Failure to Monitor and Treat Suprapubic Catheter Site
Penalty
Summary
The facility failed to ensure ongoing monitoring and assessment of a resident with a suprapubic catheter, resulting in unaddressed drainage and skin impairment at the stoma site. During observation, the resident was found with a disposable brief soaked in serosanguineous drainage, no dressing on the suprapubic catheter site, and visible redness and irritation of the surrounding skin. The catheter was not secured to the abdomen as required. The resident reported that dressings were usually applied twice daily, but none was present after a recent shower. The assigned CNA was unaware of the missing dressing and had not yet provided morning care. Nursing staff, including an agency nurse and wound care nurse, were not informed of the absence of the dressing or the condition of the site until prompted by the surveyor.

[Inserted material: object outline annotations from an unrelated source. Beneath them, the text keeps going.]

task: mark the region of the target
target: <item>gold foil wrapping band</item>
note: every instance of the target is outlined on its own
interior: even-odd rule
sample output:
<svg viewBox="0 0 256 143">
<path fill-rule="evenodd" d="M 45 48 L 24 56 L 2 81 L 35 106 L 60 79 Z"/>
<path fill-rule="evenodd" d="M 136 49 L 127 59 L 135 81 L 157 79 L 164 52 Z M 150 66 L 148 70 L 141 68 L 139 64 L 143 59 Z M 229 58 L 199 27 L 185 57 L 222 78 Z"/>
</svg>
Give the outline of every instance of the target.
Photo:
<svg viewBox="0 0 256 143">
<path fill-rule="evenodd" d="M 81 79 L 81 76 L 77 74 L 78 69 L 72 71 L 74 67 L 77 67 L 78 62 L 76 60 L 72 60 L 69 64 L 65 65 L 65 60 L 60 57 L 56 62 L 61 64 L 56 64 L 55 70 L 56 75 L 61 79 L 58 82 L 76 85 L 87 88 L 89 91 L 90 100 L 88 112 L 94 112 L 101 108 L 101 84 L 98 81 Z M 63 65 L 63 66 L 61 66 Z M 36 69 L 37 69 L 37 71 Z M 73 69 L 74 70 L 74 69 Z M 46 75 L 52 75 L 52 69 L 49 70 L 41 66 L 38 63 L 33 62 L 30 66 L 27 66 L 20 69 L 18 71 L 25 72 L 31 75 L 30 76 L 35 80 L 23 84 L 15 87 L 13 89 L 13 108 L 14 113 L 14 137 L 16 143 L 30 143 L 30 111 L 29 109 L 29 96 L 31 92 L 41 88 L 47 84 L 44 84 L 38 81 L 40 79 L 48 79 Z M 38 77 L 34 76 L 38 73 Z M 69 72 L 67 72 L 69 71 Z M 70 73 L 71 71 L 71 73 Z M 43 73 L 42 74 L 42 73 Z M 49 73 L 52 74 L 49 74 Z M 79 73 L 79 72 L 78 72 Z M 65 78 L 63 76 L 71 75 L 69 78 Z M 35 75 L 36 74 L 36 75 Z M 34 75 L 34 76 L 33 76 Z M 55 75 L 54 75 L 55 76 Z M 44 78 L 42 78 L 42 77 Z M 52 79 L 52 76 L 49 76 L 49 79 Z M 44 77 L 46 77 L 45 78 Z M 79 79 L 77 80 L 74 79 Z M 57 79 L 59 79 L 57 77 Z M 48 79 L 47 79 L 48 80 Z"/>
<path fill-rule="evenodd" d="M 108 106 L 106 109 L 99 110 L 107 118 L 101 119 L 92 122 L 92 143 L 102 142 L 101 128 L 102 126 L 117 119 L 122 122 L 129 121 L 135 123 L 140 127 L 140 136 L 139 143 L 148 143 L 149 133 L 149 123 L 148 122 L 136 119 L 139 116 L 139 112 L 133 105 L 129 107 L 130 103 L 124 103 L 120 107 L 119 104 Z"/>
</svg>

Documentation in the medical record did not accurately reflect the observed condition, as the wound care nurse documented intact skin with no redness or drainage, contrary to what was seen during the survey. The nurse also took a photo of the site using a personal cell phone, which was acknowledged as a violation of resident privacy. The nurse did not contact the physician for new treatment orders, instead applying a barrier cream not ordered for the suprapubic site. Facility policy required daily and as-needed dressing changes for suprapubic stoma sites with drainage, monitoring for redness or maceration, and securing the catheter to the abdomen. Policies also mandated prompt identification, documentation, and physician notification for skin breakdown. These protocols were not followed, as evidenced by the lack of dressing, improper documentation, failure to secure the catheter, and absence of physician notification for the observed drainage and skin impairment.